It’s possible to enter Laos from Lao Bao in north-central Vietnam; there’s an international bus from Danang to Savannakhet (Laos). The other crossing is at Keo Nua Pass/Cau Treo, west of Vinh and Nam Phan/Na Meo near Mai Chau. There are three crossings to Cambodia. Bavet/Moc Bai links Phnom Penh with Ho Chi Minh City and the road is in reasonable shape now. There are also two crossings in the Mekong Delta, a river crossing at Kaam Samnor/Vinh Xuong and a land crossing at Phnom Den/Tinh Bien.
Getting Around
Vietnam Airlines has a near-monopoly on domestic flights, which are relatively expensive. The departure tax on domestic flights is about US$1.50 , payable in Vietnamese dong only.

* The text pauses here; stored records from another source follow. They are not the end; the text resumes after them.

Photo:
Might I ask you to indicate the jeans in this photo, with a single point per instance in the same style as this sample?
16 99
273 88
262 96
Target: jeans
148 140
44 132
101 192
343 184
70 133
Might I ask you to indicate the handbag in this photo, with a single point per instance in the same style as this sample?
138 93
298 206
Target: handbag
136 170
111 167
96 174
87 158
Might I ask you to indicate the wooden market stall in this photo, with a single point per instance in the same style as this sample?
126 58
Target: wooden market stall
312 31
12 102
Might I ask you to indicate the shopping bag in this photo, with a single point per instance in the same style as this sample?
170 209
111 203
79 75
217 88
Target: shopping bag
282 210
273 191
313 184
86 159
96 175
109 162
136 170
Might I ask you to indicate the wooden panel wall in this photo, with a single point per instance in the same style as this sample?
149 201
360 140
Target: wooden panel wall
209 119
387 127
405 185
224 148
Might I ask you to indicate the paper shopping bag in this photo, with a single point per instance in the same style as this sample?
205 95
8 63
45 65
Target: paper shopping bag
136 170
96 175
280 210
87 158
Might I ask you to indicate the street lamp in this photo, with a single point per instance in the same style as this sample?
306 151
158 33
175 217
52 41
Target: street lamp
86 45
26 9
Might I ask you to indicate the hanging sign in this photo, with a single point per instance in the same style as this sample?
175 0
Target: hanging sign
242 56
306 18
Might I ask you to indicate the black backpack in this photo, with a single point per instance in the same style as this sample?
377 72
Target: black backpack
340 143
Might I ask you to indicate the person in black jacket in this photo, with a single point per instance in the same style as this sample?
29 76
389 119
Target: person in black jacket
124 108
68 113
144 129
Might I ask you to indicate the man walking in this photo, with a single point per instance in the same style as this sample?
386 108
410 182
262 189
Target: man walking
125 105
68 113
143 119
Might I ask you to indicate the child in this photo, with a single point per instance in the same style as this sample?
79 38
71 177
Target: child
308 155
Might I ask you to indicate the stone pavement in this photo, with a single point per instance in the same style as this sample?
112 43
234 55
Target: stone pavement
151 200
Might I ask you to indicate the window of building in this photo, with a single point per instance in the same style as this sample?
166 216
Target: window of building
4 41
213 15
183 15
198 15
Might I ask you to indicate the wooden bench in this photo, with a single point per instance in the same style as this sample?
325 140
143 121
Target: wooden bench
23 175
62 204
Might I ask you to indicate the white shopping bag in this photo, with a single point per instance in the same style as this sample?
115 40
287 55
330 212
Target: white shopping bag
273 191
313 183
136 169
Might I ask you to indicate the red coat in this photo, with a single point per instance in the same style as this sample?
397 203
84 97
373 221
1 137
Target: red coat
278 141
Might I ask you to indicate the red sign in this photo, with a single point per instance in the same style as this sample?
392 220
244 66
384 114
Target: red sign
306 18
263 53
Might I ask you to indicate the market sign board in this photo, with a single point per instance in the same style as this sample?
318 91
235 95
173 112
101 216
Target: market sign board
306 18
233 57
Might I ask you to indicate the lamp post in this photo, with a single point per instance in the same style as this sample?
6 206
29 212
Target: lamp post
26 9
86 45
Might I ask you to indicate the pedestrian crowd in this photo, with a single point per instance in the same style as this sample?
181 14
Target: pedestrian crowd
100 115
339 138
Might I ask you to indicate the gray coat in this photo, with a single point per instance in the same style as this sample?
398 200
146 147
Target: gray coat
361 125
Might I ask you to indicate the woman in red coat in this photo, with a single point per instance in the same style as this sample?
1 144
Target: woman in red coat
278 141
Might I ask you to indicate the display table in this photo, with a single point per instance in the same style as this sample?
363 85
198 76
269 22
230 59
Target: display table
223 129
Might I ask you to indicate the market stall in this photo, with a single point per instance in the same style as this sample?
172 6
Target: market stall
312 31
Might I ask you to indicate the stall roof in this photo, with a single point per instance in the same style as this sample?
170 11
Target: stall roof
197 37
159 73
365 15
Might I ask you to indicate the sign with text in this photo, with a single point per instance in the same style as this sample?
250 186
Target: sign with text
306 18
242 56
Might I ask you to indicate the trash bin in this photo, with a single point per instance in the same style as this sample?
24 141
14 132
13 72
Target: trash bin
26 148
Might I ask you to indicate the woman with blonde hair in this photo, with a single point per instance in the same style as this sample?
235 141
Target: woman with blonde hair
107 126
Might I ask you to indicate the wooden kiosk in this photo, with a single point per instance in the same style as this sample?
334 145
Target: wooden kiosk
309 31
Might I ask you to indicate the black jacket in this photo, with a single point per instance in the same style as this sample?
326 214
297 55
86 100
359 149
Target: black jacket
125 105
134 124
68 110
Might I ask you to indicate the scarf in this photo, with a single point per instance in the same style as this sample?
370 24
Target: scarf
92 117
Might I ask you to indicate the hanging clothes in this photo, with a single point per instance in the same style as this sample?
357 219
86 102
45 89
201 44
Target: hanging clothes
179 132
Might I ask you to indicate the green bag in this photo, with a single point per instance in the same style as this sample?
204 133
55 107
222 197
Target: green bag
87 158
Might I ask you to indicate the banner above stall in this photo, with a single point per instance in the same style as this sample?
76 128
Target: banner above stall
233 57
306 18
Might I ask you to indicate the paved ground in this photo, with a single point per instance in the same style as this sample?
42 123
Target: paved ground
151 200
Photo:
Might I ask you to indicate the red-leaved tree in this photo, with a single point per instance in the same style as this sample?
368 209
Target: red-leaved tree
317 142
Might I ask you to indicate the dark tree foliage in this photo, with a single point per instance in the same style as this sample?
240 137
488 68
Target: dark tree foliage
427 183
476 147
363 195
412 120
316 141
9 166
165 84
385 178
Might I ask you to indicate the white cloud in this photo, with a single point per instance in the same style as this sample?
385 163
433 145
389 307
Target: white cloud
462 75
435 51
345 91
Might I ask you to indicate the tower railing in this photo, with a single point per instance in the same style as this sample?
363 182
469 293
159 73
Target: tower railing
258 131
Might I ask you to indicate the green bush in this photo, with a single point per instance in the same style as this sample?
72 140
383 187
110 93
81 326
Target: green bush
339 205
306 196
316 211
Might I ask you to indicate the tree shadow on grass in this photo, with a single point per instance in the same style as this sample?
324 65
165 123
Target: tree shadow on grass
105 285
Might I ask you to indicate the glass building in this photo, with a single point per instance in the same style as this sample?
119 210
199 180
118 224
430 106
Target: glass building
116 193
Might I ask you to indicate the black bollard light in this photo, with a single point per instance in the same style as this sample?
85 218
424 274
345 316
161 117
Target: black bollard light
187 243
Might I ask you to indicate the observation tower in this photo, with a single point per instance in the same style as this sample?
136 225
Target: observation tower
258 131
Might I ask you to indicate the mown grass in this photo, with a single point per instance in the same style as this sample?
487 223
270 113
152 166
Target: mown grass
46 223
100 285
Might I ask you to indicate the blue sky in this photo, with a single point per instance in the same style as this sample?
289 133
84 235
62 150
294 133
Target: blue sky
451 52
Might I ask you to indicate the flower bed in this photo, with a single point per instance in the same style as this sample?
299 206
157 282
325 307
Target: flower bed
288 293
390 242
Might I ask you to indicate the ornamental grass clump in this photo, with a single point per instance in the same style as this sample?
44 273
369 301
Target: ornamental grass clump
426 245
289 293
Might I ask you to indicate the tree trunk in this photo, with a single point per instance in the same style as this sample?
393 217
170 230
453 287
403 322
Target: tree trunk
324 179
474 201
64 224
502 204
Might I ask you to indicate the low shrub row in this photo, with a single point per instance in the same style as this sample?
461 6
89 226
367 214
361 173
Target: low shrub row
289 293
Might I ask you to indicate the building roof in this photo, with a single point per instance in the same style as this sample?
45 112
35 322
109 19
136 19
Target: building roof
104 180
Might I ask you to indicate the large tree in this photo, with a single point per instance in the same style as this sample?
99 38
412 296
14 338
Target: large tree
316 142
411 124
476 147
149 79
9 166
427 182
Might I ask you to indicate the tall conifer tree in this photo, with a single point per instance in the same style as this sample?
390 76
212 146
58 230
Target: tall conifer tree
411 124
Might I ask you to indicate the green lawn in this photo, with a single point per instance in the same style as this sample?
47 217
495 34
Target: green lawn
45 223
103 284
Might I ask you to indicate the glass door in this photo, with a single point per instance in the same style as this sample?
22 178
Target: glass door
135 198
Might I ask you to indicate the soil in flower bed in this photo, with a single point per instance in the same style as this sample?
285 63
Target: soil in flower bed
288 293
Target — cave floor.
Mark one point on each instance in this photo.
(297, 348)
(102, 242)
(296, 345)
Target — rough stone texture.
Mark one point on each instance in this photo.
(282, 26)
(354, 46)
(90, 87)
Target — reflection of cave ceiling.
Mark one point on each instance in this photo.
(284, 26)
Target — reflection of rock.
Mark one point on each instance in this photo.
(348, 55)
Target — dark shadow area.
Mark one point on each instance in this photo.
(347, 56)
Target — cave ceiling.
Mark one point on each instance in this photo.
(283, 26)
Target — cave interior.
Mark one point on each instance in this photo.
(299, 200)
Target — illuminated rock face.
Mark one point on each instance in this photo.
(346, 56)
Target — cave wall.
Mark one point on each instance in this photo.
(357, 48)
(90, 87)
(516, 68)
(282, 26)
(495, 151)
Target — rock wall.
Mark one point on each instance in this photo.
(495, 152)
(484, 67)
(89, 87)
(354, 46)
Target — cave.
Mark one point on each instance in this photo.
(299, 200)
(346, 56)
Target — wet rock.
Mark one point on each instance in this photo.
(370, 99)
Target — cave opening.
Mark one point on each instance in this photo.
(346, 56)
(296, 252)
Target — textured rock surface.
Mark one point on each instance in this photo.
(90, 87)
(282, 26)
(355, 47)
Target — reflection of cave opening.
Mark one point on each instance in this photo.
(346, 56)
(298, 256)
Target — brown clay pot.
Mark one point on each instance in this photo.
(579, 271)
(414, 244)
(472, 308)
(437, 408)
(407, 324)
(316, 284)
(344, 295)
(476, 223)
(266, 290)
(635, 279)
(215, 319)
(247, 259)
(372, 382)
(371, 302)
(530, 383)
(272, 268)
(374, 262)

Ultracheap buses and minibuses criss-cross the country in an impressive network of routes. These are smarter, faster and safer than they used to be and are a good way to meet locals. The alternative, used by many foreigners, is to charter a minibus. They cost more can be faster as they don’t stop as often; ask at budget hotels and cafes for details.
While sometimes train travel can be slower than bus travel, it is safer and more relaxed, and you’re likely to have decent legroom. There are several types of train, including the famous Reuinification Express ; but think twice before you take a crowded, snail-paced local train. Petty theft can be a problem on trains, especially in budget class. Children throwing things at carriages, everything from rocks to cow dung, is another problem, and you’re advised to keep the metal shield on the window in place.
Hire cars and drivers are available at reasonable prices. You’ll still be stopped by the police to pay all sorts of ‘fines’, but at least you’ll have a local with you to do the negotiating. You can hire a motorcycle to drive yourself if you have an International Driver’s Permit endorsed for motorcycles, but you’ll need nerves of steel.
Travelling through Vietnam, and around the towns and cities, by bicycle is worth considering, though the traffic is still a hazard on highways without wide shoulders. Trains and buses will carry your bike when you want a break.
Other than the sophisticated local bus networks in Hanoi and Ho Chi Minh City, local transport is by taxi (some metered, some not) or cyclo (pedal-powered vehicles that are cheap and plentiful). If you’re in a hurry, and fearless, try flagging down any passing motorbike. Many people will be happy to give you a lift for a fee a little higher than the equivalent cyclo fare.
Vietnam: History
Pre-20th-Century History
The sophisticated Bronze Age Dong Son culture emerged around the 3rd century BC. From the 1st to the 6th centuries AD, the south of what is now Vietnam was part of the Indianised Khmer kingdom of Funan, which produced fine art and architecture. The Hindu kingdom of Champa appeared around present-day Danang in the late 2nd century and had spread south to what is now Nha Trang by the 8th century. The kingdom existed in part through conducting raids in the region. The Chinese conquered the Red River Delta in the 2nd century and their 1000-year rule, marked by tenacious Vietnamese resistance and repeated rebellions, ended in AD 938 when Ngo Quyen vanquished the Chinese armies at the Bach Dang River.